An invasive predator, the red imported fire ant, alters latitudinal gradients of multiple traits in a native lizard
Biogeographers and evolutionary ecologists have long been fascinated and perplexed by latitudinal gradients and the selective mechanisms that drive their formation and maintenance. Accelerating environmental change, including climate change and the introduction of invasive species, can alter selective pressures across large portions of species’ ranges. Associated changes in traits are generally assumed to be adaptive, but could alter existing latitudinal patterns, potentially imposing costs. We examined how latitudinal patterns of morphology, behavior and physiology of a lizard are affected by invasion of a predatory ant. The red imported fire ant, Solenopsis invicta, was introduced into the southeastern U.S. in the 1930’s and has since spread north to occupy the southern half of the range of the eastern fence lizard, Sceloporus undulatus. We sampled lizards from 11 populations across the latitudinal range of the eastern fence lizard, including fire ant invaded and uninvaded areas, and measured relative hind limb length, antipredator behaviors in response to fire ant attack, and baseline and acute stress responses.

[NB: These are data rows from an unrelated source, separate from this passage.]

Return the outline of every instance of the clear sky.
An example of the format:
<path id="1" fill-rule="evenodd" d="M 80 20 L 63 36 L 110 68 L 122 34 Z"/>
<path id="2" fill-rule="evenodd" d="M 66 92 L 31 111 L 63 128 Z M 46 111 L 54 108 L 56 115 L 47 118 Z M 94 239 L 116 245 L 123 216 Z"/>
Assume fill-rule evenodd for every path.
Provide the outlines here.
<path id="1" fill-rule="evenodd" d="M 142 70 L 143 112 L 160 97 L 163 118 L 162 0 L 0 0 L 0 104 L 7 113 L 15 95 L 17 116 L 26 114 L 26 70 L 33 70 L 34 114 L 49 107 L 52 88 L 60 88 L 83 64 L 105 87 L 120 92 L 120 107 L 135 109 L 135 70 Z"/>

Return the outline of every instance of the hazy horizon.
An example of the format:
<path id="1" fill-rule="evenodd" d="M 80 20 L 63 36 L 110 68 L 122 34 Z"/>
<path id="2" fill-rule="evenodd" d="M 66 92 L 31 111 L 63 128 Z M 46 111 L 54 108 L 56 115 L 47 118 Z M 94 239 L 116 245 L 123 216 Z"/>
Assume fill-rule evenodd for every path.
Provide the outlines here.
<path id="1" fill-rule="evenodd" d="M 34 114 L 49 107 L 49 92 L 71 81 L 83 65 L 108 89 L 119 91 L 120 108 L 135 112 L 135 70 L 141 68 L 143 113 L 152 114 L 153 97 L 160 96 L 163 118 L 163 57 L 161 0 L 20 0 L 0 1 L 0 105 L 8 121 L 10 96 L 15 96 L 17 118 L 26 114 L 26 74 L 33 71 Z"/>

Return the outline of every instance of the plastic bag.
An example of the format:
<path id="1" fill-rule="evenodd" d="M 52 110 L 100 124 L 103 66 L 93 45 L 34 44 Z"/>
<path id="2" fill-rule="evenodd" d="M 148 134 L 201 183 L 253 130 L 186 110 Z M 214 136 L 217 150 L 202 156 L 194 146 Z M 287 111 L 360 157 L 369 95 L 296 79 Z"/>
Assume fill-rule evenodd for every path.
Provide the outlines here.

When moving from north to south along a latitudinal gradient outside of the fire ant’s range, lizard populations become less responsive to ants, have relatively shorter legs, and have lower stress responses. However, the direction of these gradients is reversed in the presence of fire ants; in more southern areas invaded by fire ants, lizard populations are more responsive to ants and have longer legs, adaptations to surviving attack by fire ants, and have higher stress responses, likely a response to frequent attacks by these predatory ants. Observed differences in these traits occur via diverse pathways in response to selection, from those with high heritability, such as morphology (leg length), to traits under ontogenetic (behavior) and potentially epigenetic (stress response) control. These changes also represent shifts away from trait values that evolved under natural conditions, suggesting that these adaptations may incur costs. Our results reveal that latitudinal gradients may change via multiple mechanisms over ecological timescales, and suggest that future research should examine the consequences of adaptation to novel environmental change.